Editor’s Note: Looking for that special read to give a child or teen for the holidays? Consider these four new (or newish) books, written by Mainers. 

Courtesy of Simon & Schuster

“Rick the Rock of Room 214”
By Julie Falatko; illustrated by Ruth Chan
Simon & Schuster Books for Young Readers, August 2022
40 pages
Ages 4-8

Imagine being Ruth Chan and being asked to illustrate a new picture book whose main character is a rock.
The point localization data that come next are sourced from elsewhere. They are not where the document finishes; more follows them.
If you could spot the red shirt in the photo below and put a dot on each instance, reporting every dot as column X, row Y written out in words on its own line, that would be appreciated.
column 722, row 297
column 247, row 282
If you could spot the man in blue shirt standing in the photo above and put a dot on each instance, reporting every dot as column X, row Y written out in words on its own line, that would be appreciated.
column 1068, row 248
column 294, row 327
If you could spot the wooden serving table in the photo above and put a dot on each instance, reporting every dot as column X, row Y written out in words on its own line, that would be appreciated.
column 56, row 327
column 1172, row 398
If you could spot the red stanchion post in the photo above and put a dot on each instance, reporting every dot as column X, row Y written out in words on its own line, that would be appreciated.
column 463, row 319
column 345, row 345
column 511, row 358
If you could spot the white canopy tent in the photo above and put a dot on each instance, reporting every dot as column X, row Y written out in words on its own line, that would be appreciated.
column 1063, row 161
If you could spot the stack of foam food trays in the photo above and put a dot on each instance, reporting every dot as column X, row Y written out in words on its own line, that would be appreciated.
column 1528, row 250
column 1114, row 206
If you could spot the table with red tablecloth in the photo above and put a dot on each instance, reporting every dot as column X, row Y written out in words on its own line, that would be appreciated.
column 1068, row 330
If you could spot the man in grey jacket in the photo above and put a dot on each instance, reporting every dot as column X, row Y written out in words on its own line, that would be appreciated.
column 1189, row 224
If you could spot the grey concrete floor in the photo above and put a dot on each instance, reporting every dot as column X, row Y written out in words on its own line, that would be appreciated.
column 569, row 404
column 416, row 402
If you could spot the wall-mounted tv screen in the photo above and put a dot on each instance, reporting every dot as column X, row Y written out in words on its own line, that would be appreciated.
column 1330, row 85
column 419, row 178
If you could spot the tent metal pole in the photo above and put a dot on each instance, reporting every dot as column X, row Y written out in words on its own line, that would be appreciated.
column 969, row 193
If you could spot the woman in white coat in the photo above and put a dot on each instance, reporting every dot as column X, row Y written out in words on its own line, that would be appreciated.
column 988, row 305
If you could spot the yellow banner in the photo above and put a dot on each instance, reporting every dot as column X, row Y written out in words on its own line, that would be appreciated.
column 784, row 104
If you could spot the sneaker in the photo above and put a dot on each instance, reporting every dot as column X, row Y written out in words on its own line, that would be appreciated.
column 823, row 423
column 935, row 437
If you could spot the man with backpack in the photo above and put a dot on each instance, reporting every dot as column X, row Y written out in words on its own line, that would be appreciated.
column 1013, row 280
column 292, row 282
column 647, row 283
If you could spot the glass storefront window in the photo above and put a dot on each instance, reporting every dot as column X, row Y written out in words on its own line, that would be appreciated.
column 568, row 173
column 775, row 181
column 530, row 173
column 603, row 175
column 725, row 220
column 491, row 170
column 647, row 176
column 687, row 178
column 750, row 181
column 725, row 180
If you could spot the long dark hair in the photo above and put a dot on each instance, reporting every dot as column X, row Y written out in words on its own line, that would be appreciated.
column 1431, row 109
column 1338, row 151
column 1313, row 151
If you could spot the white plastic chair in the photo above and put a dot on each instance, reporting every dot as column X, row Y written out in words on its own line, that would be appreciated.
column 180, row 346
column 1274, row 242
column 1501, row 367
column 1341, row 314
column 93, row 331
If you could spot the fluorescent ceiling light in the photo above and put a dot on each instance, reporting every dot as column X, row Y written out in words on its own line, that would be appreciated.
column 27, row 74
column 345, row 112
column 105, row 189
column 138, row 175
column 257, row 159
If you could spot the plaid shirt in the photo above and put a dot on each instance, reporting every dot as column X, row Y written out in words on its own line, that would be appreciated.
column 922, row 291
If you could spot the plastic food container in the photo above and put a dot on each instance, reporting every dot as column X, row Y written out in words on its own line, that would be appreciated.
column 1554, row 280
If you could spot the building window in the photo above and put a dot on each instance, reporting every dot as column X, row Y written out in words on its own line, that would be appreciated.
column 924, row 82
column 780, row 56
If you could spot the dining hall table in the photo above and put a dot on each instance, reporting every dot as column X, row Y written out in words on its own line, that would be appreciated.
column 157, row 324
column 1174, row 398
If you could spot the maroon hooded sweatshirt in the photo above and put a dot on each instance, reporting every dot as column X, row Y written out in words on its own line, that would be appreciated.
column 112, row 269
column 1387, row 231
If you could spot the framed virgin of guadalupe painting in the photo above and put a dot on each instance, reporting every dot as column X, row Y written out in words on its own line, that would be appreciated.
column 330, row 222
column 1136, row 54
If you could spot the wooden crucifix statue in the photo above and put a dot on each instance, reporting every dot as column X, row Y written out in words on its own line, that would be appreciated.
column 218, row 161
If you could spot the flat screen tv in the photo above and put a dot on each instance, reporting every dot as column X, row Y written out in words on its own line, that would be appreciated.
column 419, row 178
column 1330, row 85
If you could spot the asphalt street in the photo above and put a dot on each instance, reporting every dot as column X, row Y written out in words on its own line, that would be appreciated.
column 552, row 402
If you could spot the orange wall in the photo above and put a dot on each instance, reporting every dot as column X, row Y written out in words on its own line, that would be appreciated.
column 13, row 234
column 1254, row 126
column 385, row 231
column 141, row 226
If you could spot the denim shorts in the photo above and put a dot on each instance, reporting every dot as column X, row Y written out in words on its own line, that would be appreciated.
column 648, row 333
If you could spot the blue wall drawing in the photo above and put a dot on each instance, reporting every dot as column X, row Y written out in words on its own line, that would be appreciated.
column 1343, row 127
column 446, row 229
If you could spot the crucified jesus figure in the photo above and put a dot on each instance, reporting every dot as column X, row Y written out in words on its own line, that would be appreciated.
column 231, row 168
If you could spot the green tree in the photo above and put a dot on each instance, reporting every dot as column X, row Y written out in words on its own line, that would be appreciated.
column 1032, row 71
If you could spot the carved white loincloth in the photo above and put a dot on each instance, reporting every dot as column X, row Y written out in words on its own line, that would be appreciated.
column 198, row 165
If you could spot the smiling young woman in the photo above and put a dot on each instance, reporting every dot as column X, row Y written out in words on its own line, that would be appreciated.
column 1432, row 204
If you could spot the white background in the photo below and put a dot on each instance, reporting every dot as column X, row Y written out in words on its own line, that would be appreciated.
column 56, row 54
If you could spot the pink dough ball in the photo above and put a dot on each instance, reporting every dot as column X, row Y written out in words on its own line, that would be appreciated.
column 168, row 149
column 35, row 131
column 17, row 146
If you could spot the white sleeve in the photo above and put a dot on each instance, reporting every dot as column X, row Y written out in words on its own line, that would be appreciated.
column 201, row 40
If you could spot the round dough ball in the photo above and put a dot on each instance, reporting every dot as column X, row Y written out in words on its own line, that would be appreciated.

I can’t. But she clearly could. The result, Rick the Rock of Room 214, does the seemingly impossible: It makes a rock a fun and relatable creature. Rick escapes from the boredom of being stuck on the “nature finds” shelf of his elementary schoolroom to search for adventure in the great outdoors. The message of this story by Julie Falatko (who lives outside Portland) is not terribly original – East, West, home’s best – but its whimsical humor is well served by Chan’s comics-style illustrations of the science-obsessed classroom (particularly one little girl who’s a rock hound). Chan’s own sly wordplay adds another layer of fun (text books or T-shirts emblazoned Power to the Pebble, Hard Rock Life, or Rocks Rock). All these elements combine to make it a sweet, rock-solid, if not exactly groundbreaking (forgive the puns) work.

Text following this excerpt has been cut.